Milly Lowsley, 13, spoke out about her experiences during ME Awareness Week to help raise the profile of her condition and encourage further research.
She was in primary seven when her battle with ME (myalgic encephalomyelitis) began. It has cruelly been labelled “yuppie flu” in the past and even now, some medics are not convinced it is a physical illness.
But the added pressure of having a teacher constantly claiming there was nothing wrong with Milly led to the deterioration in her mental health – causing her to self-harm at just 11 years old.
The youngster, who uses a wheelchair when she is not bedbound or housebound, was in P5 when she was ended up in hospital with a nasty virus.
Mum Fiona, 46, said: “It took ages for her to recover and then even a little thing like a cold hit her hard.” Milly progressively deteriorated and a paediatrician diagnosed her with ME after a year of tests.
|“My P7 teacher didn’t believe there was anything wrong with me. If I was in class and a person came in to give us a talk and do an activity, she wouldn’t let me sit it out.”

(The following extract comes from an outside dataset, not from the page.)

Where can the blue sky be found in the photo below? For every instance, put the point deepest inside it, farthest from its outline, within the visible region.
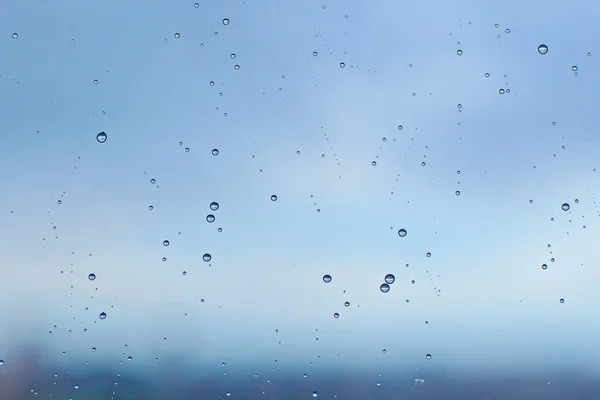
(495, 304)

“She told me I was faking it because I didn’t like school. But I loved school until this happened.”
Fiona added: “That was a very tough year for Milly. The headteacher was very supportive but her class teacher wasn’t.”
Milly said: “Sometimes I feel she made me a lot worse. With ME, you also get brain fog and need more time to process things.”
|Myalgic Encephalomyelitis (ME)
Myalgic Encephalomyelitis (ME) is a long-term, neurological condition which causes symptoms affecting many body systems, most commonly the nervous and immune systems.
It affects about 250,000 people in the UK. Everyone who experiences ME has a different pattern of illness and symptoms and severity can change over time.
Simple physical or mental activities can leave sufferers feeling utterly debilitated.
They can also experience an increase in other symptoms.
Along with post-exertional malaise, people with ME may experience pain, such as aching muscles or joints, nerve pain or pins and needles, headaches or migraines, twitching muscles or cramps.
Abdominal pain, sleep disturbance, reduced attention span, speech and language problems are also symptoms, along with dizziness, nausea, loss of appetite, and increased sensitivity to bright lights, noise, odours and some foods.
For more information visit the ME Association website.
“I had always struggled with maths but one day the rest of the class had finished and she said you will all have to wait until everyone is finished.”
“All the class watched while I cried. If more pressure is put on you, it makes the condition worse.”
By the end of primary seven, Milly had begun to self harm, which she says was as a result of “a clash between the pain and not being believed”.
She is a pupil at North Berwick High but hasn’t been at school since last June because of the effects of her condition.
Milly said: “I used to love cycling and walking our dog but I can’t get do anything now. You think about the person you could be but can’t. It is almost like losing your personality, losing yourself.”
Fiona is aggrieved that East Lothian Council do not provide outreach support for pupils like Milly.
She said: “East Lothian was the first council to adopt GIRFEC – getting it right for every child – but they can’t get it more wrong.”
A council spokeswoman said:
“We work with a wide range of partners … to support children, young people and families who live with medical conditions that impact upon their ability to fully participate in school.”
“Staff are sympathetic to the health and wellbeing needs of their students and will work to make sure these are met.”